Having a lot of unstructured content clustered together is a good start but you must offer an entry point for your audience, and search engine indexers. A pillar page is the main page for a given topic on your website. It explains in details what the main facets are for this subject matter. It must be structured with basic principles in mind:
- the most important ideas should be placed higher up
- the top-level headings represent the core facets
- use H3 and H4 tags if you have a lot of sub-sections
- use HTML formatting (bold, italic, quotes) to make the content easily digestible
And then, start adding links from the pillar page to the other relevant blog articles from that same content cluster. Think of your pillar page as the outline of the topic covered, and your related articles as the actual content. Do not give it all right in the pillar page, just tease and link up! You got it — the pillar page is the entry point but visitors can read a more in-depth coverage of a particular facet by reading the associated blog posts (already published months or years ago).

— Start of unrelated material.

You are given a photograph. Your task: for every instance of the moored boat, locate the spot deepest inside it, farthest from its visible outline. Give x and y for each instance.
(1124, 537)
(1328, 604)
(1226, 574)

A blog’s internal linking strategy should not only focus on links from the pillar page to the relevant articles. Internal linking, for SEO purposes but also for discovery purposes, should be done naturally. If one article clearly eludes to something developed in another one of your blog posts in the same cluster, link to it.
An example of bad internal linking strategy is having a blog post about “caffeine overdosing”, search your blog for every single mention of “caffeine overdosing”, and link these mentions up to that original post. This is not what internal linking is, and if it was, this could easily be achieved programmatically. A link should be added whenever you feel like reading this piece of content, right now, would be helpful to understand the next sentence, paragraph, or section.
Have your internal links show structure and create topic clusters.
Users should almost be prompted to read an internal link before carrying on, this is how important the linked article should be. If the related articles aren’t required, just limit yourself to linking up to the pillar page. Which, in turn, will link back to all these related pages. That way, you give a lot more weight to the pillar page and this is exactly what we want to do: make the pillar page the gate to the rest of your content cluster’s published posts.